Lists

April, May, June 2021: 15 (+) Most-Anticipated Books

I spent most of the first quarter of 2021 severely ill but now I am very much seeing forward to a new quarter filled with the kind light of spring and plenty of incredible new publications. As I am based in Germany and can access books published in Germany, UK, and the US equally via my local bookshop these release dates might be a bit all over the place depending on where you are based.

April

Anja Saleh: Soon, The Future of Memory

Synopsis: “Soon, The Future Of Memory, the first full-length poetry collection by Anja Saleh, is a hopeful and vulnerable portrayal of the life of a German woman of African descent. An odyssey from mere acceptance to reimagining and rethinking definitions of Africanness, Arabness and Blackness and the perceived self in a modern context.”

Why I am excited: In 2012, Sharon Dodua Otoo – the now widely recognized writer and Bachman-Prize winner – initiated the Witnessed series. This English-language book series highlights art and writing from Black creatives who have lived at some point in Germany. After a six-year break, Soon, The Future of Memory is the sixth release in the series and its first poetry collection.

Dawnie Walton: The Final Revival of Opal & Nev

Synopsis: “Opal is a fiercely independent young woman pushing against the grain in her style and attitude, Afro-punk before that term existed. Coming of age in Detroit, she can’t imagine settling for a 9-to-5 job—despite her unusual looks, Opal believes she can be a star. So when the aspiring British singer/songwriter Neville Charles discovers her at a bar’s amateur night, she takes him up on his offer to make rock music together for the fledgling Rivington Records.

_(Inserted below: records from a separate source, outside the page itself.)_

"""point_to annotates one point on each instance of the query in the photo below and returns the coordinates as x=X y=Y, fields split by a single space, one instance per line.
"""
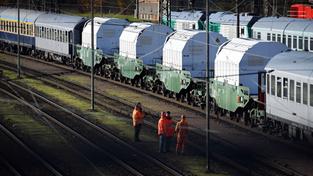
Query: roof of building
x=25 y=15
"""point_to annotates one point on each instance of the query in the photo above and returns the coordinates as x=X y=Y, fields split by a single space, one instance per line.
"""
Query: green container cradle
x=229 y=97
x=173 y=80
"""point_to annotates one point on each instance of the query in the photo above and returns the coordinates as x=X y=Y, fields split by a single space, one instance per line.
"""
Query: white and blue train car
x=289 y=97
x=297 y=34
x=107 y=33
x=9 y=27
x=239 y=61
x=144 y=41
x=57 y=34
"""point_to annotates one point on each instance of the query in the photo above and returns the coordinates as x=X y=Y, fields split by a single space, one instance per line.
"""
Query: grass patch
x=76 y=79
x=13 y=115
x=123 y=127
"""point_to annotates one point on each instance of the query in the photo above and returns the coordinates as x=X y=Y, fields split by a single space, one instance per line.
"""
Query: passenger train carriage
x=289 y=96
x=9 y=32
x=57 y=34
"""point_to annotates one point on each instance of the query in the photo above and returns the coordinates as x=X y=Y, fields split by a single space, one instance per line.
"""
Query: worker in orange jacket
x=137 y=121
x=181 y=130
x=170 y=130
x=162 y=132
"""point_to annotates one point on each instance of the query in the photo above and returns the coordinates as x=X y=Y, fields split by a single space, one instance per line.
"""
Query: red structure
x=304 y=11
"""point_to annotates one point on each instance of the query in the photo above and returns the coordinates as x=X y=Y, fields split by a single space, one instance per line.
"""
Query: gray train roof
x=294 y=62
x=25 y=15
x=59 y=21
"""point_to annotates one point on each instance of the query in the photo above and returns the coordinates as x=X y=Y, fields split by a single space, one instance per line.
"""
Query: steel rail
x=26 y=147
x=68 y=129
x=172 y=171
x=195 y=109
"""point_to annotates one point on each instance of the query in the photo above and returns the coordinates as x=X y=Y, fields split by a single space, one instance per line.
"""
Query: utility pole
x=92 y=58
x=165 y=10
x=238 y=19
x=18 y=41
x=208 y=152
x=101 y=11
x=137 y=9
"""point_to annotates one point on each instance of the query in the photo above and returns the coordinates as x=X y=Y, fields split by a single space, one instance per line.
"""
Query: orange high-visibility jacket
x=181 y=128
x=137 y=117
x=170 y=130
x=161 y=126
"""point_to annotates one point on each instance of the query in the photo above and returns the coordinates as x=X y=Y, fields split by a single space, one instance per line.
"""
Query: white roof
x=144 y=41
x=294 y=62
x=185 y=50
x=239 y=61
x=98 y=22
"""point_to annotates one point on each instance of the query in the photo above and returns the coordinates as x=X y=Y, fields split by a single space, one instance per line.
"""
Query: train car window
x=306 y=43
x=268 y=36
x=71 y=37
x=66 y=37
x=61 y=36
x=298 y=92
x=300 y=43
x=311 y=94
x=279 y=37
x=273 y=85
x=57 y=35
x=279 y=87
x=268 y=84
x=9 y=26
x=274 y=37
x=52 y=34
x=289 y=41
x=285 y=88
x=292 y=90
x=294 y=42
x=305 y=93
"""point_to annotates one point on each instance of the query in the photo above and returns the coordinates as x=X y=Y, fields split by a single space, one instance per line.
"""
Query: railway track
x=23 y=160
x=135 y=161
x=261 y=164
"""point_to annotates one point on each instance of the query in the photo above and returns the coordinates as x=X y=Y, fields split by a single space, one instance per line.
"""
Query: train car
x=56 y=36
x=215 y=20
x=9 y=32
x=141 y=46
x=297 y=34
x=107 y=32
x=289 y=95
x=184 y=60
x=239 y=65
x=226 y=24
x=193 y=20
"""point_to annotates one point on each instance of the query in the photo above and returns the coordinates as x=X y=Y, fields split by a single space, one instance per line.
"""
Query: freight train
x=258 y=82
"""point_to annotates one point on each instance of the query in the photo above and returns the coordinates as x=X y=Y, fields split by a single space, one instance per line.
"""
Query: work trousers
x=162 y=143
x=137 y=132
x=168 y=144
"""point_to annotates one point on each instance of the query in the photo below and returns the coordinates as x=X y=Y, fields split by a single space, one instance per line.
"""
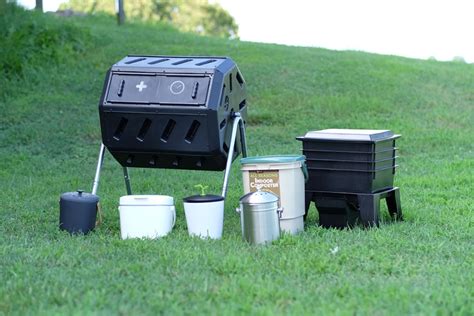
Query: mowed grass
x=49 y=141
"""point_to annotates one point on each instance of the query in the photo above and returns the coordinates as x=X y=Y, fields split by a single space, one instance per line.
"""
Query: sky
x=440 y=29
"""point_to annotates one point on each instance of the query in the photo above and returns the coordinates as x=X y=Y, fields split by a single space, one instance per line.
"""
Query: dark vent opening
x=179 y=62
x=222 y=124
x=167 y=131
x=202 y=63
x=158 y=61
x=120 y=128
x=192 y=131
x=199 y=162
x=239 y=78
x=135 y=60
x=144 y=130
x=222 y=96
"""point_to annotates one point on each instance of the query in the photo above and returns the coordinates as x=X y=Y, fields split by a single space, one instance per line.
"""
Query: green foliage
x=197 y=16
x=49 y=141
x=32 y=39
x=202 y=188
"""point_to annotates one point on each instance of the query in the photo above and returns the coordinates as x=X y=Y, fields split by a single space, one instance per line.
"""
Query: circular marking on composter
x=177 y=87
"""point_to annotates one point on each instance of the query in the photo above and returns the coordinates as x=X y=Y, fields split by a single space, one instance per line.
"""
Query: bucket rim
x=272 y=159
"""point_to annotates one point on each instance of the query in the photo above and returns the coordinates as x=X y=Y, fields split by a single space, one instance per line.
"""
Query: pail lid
x=80 y=196
x=203 y=198
x=258 y=197
x=272 y=159
x=136 y=200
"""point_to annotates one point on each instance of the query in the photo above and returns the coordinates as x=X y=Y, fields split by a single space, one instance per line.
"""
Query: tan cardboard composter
x=283 y=175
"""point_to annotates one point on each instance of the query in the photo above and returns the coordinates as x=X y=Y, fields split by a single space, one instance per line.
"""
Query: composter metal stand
x=238 y=123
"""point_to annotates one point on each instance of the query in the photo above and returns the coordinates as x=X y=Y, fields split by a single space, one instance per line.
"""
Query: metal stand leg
x=127 y=181
x=95 y=185
x=237 y=123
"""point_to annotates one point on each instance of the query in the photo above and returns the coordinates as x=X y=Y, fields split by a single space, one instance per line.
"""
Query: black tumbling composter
x=173 y=112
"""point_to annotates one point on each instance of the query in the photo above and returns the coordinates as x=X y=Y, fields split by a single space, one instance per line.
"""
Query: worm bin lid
x=357 y=135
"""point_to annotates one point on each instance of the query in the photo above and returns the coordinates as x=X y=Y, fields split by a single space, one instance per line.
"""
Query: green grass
x=49 y=141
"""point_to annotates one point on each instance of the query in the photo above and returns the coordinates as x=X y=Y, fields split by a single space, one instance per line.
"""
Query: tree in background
x=198 y=16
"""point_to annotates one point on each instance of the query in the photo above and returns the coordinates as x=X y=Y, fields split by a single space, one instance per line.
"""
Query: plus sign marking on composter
x=141 y=86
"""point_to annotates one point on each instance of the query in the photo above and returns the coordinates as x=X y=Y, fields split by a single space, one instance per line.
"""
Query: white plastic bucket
x=146 y=216
x=284 y=176
x=204 y=217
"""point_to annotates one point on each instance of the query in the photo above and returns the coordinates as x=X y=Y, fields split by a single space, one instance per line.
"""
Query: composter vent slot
x=222 y=124
x=144 y=130
x=192 y=131
x=225 y=147
x=179 y=62
x=158 y=61
x=242 y=104
x=120 y=128
x=135 y=60
x=239 y=78
x=202 y=63
x=167 y=131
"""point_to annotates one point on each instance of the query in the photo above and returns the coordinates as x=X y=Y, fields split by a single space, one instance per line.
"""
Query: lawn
x=53 y=71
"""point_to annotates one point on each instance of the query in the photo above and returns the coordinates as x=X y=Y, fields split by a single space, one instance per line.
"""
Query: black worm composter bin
x=173 y=112
x=350 y=171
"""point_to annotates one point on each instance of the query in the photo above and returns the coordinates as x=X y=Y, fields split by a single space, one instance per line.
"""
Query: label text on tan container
x=266 y=180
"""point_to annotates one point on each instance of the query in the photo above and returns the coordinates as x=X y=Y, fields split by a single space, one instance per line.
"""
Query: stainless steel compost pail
x=260 y=217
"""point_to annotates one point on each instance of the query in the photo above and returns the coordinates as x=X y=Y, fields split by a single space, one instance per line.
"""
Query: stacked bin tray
x=357 y=161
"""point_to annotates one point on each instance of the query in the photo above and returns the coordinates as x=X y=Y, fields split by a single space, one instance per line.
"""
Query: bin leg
x=393 y=204
x=369 y=205
x=308 y=197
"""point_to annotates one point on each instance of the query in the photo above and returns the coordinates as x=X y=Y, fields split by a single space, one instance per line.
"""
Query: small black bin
x=346 y=180
x=346 y=160
x=347 y=164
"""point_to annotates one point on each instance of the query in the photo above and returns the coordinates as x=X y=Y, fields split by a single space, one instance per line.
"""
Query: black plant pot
x=78 y=212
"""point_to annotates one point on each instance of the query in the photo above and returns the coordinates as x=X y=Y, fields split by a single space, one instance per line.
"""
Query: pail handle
x=174 y=214
x=304 y=168
x=279 y=211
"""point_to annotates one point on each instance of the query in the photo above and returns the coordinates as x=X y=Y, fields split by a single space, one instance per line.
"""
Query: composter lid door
x=144 y=200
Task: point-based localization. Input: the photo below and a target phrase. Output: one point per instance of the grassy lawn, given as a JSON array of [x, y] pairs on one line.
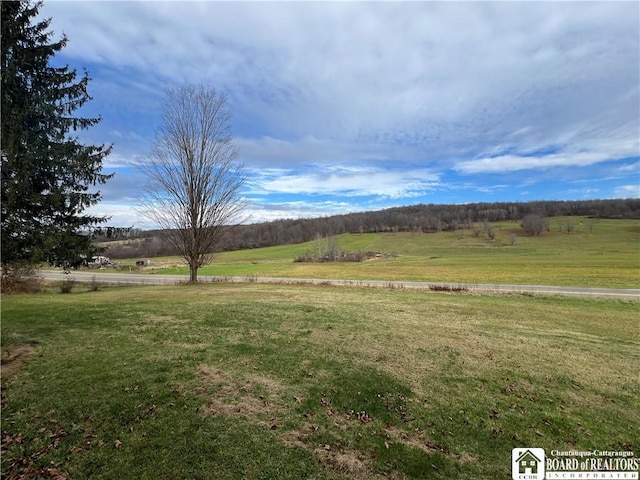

In early seventies New York City, just as she’s finding her niche as part of a flamboyant and funky creative scene, a rival band signed to her label brandishes a Confederate flag at a promotional concert. Opal’s bold protest and the violence that ensues set off a chain of events that will not only change the lives of those she loves, but also be a deadly reminder that repercussions are always harsher for women, especially black women, who dare to speak their truth.

Decades later, as Opal considers a 2016 reunion with Nev, music journalist S. Sunny Shelton seizes the chance to curate an oral history about her idols. Sunny thought she knew most of the stories leading up to the cult duo’s most politicized chapter. But as her interviews dig deeper, a nasty new allegation from an unexpected source threatens to blow up everything.”

Why I am excited: This year quite a few novels around music will be published and I am very much here for that. This particular story sounds absolutely fascinating and like nothing I have read before.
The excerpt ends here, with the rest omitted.